Oz Büyücüsü’nün öncülüğünü takiben, Powell ve Pressburger, bu iki alemin arasındakilerden birini Tek Renkli ve diğeri tek renkli (esasen siyah ve beyaz, Unyed Technicolor filmi tarafından üretilen) çekerek ayırt etmeye karar verdi. Ancak, dahinin asıl darbesi, ilk filmin desenini ters çevirmek ve gerçek dünyayı renkli, hayali olanı tek renkli olarak sunmaktı.
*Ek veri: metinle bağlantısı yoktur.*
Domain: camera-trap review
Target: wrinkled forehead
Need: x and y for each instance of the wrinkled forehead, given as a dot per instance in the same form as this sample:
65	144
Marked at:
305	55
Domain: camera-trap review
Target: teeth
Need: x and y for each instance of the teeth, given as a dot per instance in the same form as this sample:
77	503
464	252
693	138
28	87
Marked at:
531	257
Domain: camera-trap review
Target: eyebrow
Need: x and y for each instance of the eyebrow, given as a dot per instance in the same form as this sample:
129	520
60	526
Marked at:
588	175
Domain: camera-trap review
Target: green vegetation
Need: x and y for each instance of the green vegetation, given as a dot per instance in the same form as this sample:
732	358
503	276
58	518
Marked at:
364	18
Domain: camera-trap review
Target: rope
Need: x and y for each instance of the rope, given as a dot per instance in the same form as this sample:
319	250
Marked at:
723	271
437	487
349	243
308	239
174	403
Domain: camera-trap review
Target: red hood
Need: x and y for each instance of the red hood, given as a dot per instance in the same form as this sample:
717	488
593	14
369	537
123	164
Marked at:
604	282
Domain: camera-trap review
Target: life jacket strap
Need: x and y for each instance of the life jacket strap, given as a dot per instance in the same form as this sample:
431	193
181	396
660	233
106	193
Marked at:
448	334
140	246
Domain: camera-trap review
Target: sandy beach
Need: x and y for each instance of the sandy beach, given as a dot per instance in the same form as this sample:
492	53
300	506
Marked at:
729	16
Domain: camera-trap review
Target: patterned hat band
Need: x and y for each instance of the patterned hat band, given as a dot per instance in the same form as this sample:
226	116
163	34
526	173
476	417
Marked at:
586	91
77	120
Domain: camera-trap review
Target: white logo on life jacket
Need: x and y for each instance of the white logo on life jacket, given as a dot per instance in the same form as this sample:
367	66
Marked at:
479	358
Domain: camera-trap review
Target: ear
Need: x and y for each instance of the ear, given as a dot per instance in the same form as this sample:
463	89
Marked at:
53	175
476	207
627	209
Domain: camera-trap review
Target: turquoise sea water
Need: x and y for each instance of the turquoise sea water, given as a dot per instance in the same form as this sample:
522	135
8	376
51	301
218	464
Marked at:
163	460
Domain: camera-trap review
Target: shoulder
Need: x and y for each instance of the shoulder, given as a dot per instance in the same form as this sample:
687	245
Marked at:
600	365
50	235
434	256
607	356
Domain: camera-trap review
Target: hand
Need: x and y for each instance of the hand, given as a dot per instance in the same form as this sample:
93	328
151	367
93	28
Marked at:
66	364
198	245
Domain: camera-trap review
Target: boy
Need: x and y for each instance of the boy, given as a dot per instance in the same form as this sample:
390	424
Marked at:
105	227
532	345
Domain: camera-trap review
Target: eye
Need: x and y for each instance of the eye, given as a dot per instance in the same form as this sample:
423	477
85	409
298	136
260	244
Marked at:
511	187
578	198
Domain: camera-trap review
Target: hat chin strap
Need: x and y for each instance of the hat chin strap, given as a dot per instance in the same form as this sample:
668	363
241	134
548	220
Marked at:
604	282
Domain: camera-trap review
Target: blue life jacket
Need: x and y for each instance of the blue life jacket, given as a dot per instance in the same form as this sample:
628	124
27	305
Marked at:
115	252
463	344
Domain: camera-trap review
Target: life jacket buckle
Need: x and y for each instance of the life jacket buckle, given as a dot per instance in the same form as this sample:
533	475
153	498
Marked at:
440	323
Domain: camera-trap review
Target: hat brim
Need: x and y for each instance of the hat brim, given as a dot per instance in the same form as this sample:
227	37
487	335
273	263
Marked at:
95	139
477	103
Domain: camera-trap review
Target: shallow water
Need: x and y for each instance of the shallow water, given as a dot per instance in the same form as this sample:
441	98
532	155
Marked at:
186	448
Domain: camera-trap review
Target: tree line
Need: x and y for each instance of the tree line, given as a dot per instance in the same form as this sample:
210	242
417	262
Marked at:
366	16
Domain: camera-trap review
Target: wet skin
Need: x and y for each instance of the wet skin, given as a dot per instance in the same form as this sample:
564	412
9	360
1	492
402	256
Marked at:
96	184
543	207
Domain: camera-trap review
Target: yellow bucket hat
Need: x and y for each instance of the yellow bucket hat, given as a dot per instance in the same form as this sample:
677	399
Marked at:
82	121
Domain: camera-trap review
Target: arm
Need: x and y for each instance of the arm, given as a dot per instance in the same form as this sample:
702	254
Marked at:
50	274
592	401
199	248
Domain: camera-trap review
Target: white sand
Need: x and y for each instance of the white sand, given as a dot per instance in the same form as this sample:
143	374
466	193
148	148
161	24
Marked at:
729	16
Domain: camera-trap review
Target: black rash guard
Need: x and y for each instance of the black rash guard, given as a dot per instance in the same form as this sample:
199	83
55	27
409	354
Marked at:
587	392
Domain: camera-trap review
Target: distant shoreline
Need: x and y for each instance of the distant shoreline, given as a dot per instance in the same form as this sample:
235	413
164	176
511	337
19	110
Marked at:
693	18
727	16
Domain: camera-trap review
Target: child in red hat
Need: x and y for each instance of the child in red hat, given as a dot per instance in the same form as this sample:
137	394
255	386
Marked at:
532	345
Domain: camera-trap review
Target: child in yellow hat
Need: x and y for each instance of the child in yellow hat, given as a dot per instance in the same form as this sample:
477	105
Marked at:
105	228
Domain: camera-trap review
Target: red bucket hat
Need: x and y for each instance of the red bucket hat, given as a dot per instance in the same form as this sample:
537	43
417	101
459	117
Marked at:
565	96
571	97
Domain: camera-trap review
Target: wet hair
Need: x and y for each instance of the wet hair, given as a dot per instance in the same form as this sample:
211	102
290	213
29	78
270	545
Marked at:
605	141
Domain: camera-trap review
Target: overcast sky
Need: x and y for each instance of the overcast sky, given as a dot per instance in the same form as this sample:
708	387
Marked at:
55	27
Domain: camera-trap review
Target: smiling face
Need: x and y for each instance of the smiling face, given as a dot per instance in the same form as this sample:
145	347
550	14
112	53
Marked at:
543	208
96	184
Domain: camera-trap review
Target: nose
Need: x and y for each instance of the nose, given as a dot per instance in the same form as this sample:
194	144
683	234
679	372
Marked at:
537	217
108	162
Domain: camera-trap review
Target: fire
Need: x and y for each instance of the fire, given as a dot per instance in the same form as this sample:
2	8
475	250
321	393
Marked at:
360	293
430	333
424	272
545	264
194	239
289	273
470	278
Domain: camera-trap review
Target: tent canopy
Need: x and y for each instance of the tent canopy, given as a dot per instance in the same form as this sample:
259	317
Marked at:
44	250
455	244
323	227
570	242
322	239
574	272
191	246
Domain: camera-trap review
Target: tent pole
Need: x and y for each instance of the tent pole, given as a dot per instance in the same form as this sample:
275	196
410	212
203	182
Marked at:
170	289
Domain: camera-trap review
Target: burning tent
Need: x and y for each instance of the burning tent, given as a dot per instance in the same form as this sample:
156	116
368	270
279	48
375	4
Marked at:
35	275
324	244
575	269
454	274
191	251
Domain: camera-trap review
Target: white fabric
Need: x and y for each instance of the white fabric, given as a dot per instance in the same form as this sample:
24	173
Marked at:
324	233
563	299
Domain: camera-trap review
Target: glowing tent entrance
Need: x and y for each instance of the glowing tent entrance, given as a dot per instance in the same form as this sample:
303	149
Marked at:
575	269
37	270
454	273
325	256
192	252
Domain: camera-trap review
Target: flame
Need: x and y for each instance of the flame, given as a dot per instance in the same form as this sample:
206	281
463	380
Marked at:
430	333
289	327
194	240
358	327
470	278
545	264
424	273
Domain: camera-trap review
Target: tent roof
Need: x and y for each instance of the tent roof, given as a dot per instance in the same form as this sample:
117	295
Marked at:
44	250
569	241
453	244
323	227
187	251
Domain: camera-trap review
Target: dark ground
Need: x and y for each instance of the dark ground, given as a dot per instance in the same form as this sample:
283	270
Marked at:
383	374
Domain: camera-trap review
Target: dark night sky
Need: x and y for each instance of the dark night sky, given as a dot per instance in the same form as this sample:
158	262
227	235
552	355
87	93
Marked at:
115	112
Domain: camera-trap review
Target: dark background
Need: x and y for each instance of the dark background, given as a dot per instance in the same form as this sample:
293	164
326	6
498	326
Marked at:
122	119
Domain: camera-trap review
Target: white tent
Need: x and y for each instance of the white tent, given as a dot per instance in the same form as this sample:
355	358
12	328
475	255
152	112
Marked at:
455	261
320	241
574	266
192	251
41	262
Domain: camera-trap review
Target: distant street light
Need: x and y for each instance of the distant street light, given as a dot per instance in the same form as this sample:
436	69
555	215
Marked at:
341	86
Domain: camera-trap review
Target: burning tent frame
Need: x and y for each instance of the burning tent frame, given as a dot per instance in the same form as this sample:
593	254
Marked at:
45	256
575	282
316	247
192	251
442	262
Sinemacılar, izleyiciler ve eleştirmenler, genel olarak gerçek dünyanın renkli olabileceği paradoksunu kabul ettiler, ancak siyah ve beyaz filmlerde daha gerçekçi - yani cenneti tek renkli göstererek, Powell ve Pressburger bize hayal gücümüzün daha fazla olduğunu söylüyor gibi görünüyor. gerçek dünyadan daha gerçek.

Ancak böyle cesur ve yıkıcı bir jest düşünülemezdi, ancak Oz Büyücüsü daha önce gelmedi ve film yapımcılarına medyanın yaratıcı olanaklarını gösterdi.Konuşma

Yazar hakkında

Brian Hoyle, Film Çalışmaları Kıdemli Öğretim Üyesi, Dundee Üniversitesi

Bu makale şu adresten yeniden yayınlandı: Konuşma Creative Commons lisansı altında. Okumak Orijinal makale.